Why in the hell do you need a safe for anything other than a passport and stuff you don’t want your kids getting into?

Father-in-law kept his life savings in bullion in a safe in his basement. “I ain’t trustin’ no bank!”. Safe got stolen and there goes 1/2 mill. They know who did it but don’t have proof and the person who robbed them seems pretty smart since they’re being watched by the cops 24/7 for 2 years now and nothing has turned up.

I kind of feel bad for the guy, but he’s %100 MAGA so not that bad.

10 Likes

I’m old enough to remember when the g-men were blowing off safe doors because Rudy wanted them to.

[also, @beschizza should have gotten first dibs on this story]

17 Likes

You don’t blow safe doors off - it’s just stupid and very dangerous. The proper way is to manipulate the combination (if it’s a mechanical dial) or drill to bypass the combination keypad and manually disengage the boltworks from the locking mechanism.

4 Likes

They must be innocent. Giuliani is Trump’s personal lawyer and Trump only hires the best people, so this must all be just a witch lynching.

Did that sound Trump suporterish enough? Should I have included something about the Great Wall of Colorado?

7 Likes

[Then he shouldn’t have kept it in a safe that was so easy for @xeni to crack.]

14 Likes

Why do you think people go into law enforcement in the first place?

8 Likes

I would think a shaped charge could cut the bolts without causing too much collateral damage. Paper doesn’t really burn well, and anything that did catch could be put out by just keeping the door closed for a few minutes.
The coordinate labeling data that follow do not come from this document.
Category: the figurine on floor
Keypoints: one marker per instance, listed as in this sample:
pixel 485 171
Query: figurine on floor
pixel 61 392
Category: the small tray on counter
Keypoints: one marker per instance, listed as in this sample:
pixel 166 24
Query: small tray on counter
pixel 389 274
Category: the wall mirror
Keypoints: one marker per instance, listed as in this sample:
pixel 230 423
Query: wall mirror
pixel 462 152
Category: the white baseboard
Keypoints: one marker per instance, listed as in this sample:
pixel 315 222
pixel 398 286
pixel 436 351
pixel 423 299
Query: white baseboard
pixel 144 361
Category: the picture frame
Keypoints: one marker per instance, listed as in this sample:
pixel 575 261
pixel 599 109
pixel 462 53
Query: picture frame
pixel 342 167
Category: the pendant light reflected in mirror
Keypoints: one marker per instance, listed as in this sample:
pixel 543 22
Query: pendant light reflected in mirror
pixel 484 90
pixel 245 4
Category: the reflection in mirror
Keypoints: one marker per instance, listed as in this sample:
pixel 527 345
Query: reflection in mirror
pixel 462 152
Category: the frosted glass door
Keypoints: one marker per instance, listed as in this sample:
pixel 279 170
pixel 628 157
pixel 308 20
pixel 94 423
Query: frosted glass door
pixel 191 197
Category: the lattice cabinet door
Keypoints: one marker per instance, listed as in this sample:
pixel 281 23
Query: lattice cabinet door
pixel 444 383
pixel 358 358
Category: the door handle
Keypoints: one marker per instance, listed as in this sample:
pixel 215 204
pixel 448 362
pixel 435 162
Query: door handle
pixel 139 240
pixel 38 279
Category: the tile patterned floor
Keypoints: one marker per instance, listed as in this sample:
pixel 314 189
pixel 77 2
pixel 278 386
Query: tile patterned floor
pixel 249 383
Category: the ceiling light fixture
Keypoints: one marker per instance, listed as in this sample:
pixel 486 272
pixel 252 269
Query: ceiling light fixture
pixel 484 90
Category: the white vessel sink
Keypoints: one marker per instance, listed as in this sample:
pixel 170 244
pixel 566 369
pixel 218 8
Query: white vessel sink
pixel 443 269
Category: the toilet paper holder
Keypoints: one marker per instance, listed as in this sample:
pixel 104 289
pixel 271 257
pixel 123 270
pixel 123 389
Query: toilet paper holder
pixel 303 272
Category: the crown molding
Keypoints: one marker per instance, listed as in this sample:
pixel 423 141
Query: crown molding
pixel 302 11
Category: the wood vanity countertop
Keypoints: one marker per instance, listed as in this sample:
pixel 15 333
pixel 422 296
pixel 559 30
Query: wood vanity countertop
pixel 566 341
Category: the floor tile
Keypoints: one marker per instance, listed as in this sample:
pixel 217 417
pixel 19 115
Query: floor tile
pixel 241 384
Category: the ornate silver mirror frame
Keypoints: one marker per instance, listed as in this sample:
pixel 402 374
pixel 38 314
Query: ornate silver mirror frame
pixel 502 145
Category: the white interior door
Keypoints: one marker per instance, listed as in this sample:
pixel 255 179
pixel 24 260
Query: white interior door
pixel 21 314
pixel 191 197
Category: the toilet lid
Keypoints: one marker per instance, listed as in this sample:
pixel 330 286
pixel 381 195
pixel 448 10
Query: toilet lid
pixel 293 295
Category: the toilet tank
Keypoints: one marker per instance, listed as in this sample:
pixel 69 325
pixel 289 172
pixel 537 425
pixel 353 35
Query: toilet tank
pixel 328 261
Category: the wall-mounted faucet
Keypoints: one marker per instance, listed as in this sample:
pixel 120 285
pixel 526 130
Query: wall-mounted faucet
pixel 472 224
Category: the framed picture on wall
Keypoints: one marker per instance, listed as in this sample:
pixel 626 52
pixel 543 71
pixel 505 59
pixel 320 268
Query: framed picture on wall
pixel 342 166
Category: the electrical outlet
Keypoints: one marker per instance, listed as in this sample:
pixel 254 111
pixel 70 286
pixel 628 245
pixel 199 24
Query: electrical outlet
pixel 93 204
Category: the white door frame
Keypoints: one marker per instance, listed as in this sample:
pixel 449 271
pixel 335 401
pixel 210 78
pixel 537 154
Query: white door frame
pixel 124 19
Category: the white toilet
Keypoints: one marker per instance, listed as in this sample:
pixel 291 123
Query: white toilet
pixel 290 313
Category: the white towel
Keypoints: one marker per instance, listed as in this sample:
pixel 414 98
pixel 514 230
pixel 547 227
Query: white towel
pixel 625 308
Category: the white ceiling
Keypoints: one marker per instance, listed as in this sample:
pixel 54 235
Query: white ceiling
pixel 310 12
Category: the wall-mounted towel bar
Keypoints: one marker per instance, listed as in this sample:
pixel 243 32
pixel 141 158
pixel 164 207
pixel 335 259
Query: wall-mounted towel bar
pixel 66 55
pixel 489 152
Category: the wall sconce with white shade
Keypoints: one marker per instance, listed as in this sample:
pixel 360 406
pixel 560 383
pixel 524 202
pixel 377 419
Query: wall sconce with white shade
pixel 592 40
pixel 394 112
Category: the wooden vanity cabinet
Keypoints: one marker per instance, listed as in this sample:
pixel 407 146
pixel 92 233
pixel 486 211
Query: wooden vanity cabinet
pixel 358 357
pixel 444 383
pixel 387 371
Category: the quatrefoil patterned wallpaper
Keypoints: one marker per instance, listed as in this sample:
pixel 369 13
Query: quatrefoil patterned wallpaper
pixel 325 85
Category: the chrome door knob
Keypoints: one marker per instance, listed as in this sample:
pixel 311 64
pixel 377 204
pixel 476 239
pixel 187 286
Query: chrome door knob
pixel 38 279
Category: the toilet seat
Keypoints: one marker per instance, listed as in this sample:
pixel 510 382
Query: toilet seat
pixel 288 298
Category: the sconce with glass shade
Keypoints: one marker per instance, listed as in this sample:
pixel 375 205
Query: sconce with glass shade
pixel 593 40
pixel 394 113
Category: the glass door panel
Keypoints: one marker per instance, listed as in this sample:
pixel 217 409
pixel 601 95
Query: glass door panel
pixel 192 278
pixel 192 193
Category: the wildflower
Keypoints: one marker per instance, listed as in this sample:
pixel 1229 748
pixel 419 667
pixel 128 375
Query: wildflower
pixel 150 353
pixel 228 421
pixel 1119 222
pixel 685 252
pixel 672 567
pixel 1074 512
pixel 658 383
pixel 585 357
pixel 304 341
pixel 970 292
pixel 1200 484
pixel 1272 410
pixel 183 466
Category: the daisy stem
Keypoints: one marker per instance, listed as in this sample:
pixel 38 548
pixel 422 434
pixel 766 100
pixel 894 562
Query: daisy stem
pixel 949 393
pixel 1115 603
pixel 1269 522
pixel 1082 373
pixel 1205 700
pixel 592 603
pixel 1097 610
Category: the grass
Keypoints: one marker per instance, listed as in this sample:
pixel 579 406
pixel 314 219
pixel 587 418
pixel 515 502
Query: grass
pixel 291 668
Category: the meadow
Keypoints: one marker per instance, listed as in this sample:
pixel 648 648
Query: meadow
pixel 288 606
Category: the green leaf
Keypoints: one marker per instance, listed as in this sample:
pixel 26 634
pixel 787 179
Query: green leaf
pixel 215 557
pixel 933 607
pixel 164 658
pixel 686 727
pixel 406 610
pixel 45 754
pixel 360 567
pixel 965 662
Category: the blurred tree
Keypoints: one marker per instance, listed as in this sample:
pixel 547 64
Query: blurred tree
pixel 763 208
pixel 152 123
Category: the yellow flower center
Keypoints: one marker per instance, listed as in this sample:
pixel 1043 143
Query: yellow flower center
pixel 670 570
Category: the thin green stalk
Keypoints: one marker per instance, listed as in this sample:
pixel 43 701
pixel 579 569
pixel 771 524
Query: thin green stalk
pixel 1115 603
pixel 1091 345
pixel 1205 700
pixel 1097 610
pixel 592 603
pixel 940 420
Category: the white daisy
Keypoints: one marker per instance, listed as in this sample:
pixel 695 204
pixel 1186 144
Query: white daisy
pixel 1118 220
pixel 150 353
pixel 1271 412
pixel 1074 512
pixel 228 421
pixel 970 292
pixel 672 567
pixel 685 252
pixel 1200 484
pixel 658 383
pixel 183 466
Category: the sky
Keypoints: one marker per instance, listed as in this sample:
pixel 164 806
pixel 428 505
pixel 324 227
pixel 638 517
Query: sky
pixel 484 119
Well, obviously that safe was entirely too small and portable for the job. A proper safe for that amount should be nearly impossible to move.

4 Likes

It’s not a simple task to sever the bolts; they are usually case hardened steel and not easily accessible through the gap between the door and frame. That’s why the door and frame look the way they do - to prevent attacks on the bolts.
I had to open a security container equipped with a manipulation proof combination. I went through the side of the container beside the door, through the edge of the door and forced the lock bolt of the combination into the housing. It was relatively quiet to do all this and I doubt anybody in the adjacent hotel rooms was aware that any service work was going on until I pounded the lock bolt back. I’d serviced dozens of these containers and knew exactly where I needed to go. The combination unit was replaced and the holes welded closed in a couple of hours. The user was up and operating the same day. You can’t do any of that if you use explosives.

4 Likes

The obvious way is to invent a device allowing you to phase-shift at a sufficiently rapid frequency to where you could just walk through the safe door. I’m sure they had a device to do that, but it’s just not as cool as just asplodin’ the door.

3 Likes

Yep. The guy lives out on a ranch and had the safe “hidden” in the basement. Unfortunately he hired some shady workers to help with the horses (tax-free under the table). When he went all Trumpish and fired them all he didn’t account for the fact that they knew exactly where the thing was, exactly when he would be gone for a few days, and that their fingerprints were all over the place anyway.

11 Likes

I have a small safe for papers. It’s the size of a tailgate-party cooler, is water- and fire-proof, and weighs 90 pounds empty. Even before being filled with papers, it weighs enough to be effectively immovable by a burglar.

I’m trying to understand how a safe filled with supposedly $500,000-worth of gold gets stolen.

Edited to add: I should have read down. A couple of guys and a few days alone on the property does help explain it. But how did they know what was in the safe? Generally speaking, a small safe is used for papers which are basically only valuable to the owners, not something that can be sold for cash.